The Shiga toxin secreted by this species is rather large in molecular weight, approximately 68,000 Daltons. Because of its size, Shiga toxin is very unlikely to enter into the milk compartment of infected mothers.[1] That said, mothers in the first 7 days postnatally or in late stage lactation (with involution) could transfer some of this toxin because the alveolar epithelium is less intact, and larger molecules, viruses, bacteria and Shiga toxins might transfer under these conditions. Mothers in the colostral period should probably refrain from breastfeeding until the milk supply is stable at about 7 days. Breastfeeding mothers past the postnatal stage should be advised to continue to breastfeed their infant while under therapy for this infection, as many other studies have suggested that the risk of diarrheal disease from Shiga toxin-producing E. coli, and other bacterial species, is significantly reduced in breastfed infants.

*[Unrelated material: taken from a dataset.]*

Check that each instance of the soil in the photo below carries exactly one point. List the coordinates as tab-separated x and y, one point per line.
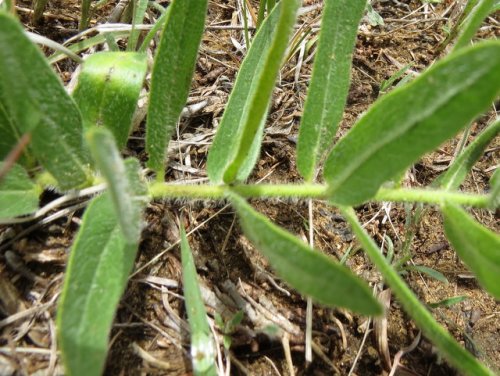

Apparently components in human milk, such as lactoferrin, secretory IgA, glycosphingolipids and lipopolysaccharides provide additional protective factors that confer early resistance to Shiga toxin-producing E. coli by preventing its attachment in the intestine and essentially stopping its pathogenic course.[2] In addition, human milk contains a glycolipid GB3 which is known to bind Shiga toxin and reduce its virulent activity.[3] Further research demonstrates that the antibodies found in human milk may indeed be responsible for reducing the incidence of renal failure associated with Shiga toxin, a lethal result of this infection.

Continued breastfeeding may be important in protecting the health and life of infants, even in the context of maternal E. coli infection. We would suggest the following in E. coli O104 infected mothers: 1. If the infection occurs early postnatally, pump and discard the milk for at least 7 days to preclude the transmission of the Shiga-toxin. During the colostral phase, more Shiga toxin may enter milk. 2. If the mother’s milk supply is intact and robust, she should continue to breastfeed. 3. The mother should wash her hands and breasts thoroughly with soap and water to reduce mother-to-child transmission.

This article was adapted from an original written by:

Thomas W. Hale, Ph.D.

Todd Bell, MD.

Laura Muscianese, MS1

 

References:

1.Hale TW, Hartman PE, Hartmann PE. Textbook of Human Lactation. Amarillo: Hale Publishing LPL; 2007.

2.Herrera-Insua I, Gomez HF, Diaz-Gonzalez VA, Chaturvedi P, Newburg DS, Cleary TG. Human milk lipids bind Shiga toxin. Adv Exp Med Biol. 2001;501:333-339.

3.Newburg DS, Ashkenazi S, Cleary TG. Human milk contains the Shiga toxin and Shiga-like toxin receptor glycolipid Gb3. J Infect Dis. Oct 1992;166(4):832-836.